What is the probability that he will make only one of the two, and why?

(Assume that he is trying, of course, for his team to win the game.)

yes the probabilty of him getting only one is 16%
getting both is 64%
getting neither is 4%
but logically he is trying to win the game so his options are
a) make both and get into overtime 64% chance to tie
b) getting the first and intentionally missing the second in hopes of rebounding for a two point taking the win - 80% chance of getting the first shot, and then he intentionally misses therefor only getting one of the two shots. Hopefully they rebound it then and win the game.
c) if he misses the first, he has to try for the second shot and still hope for a rebound. then his odds are 16% between both shots or 80% on the second shot.

regardless of how he shoots, his team must get the rebound and make a shot inorder to pull off a win, unless they can manage to steal the ball from a team that will probably hold it close to their body when they rebound it. Once they do get the ball they will have nearly no time to put the ball up in the air and win.

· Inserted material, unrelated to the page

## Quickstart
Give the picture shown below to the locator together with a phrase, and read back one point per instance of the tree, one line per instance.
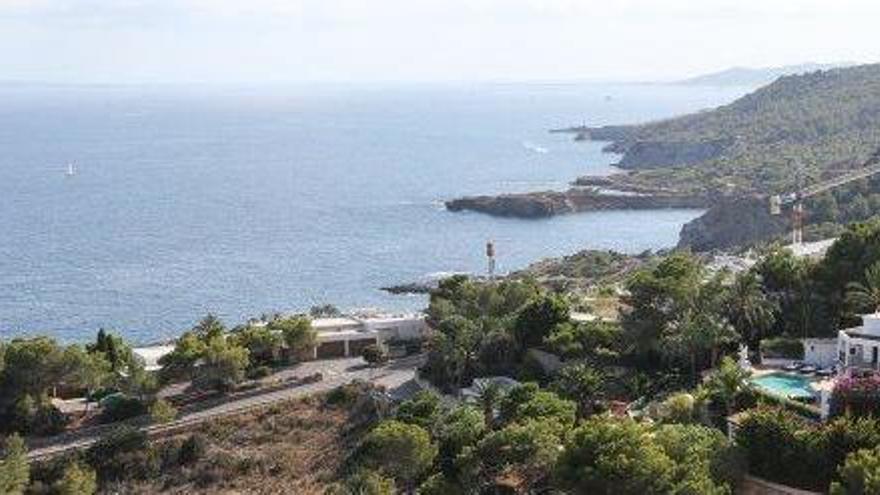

I suspect that the game is rather hopeless, but miracles have happened.

Also the shooter can miss the first and bounce the ball off the backboard to the three point line where one of his players would be ready to recieve it and shoot a 3-pointer to win the game. That would require either a hit and intentional miss 80% or two intentional misses 100% (unless you you assume that even in two intentional misses there is the 20% chance of making it which would mean that two intentional misses still have a 4% chance of making it)

Posted by Roger on 2003-08-16 05:05:40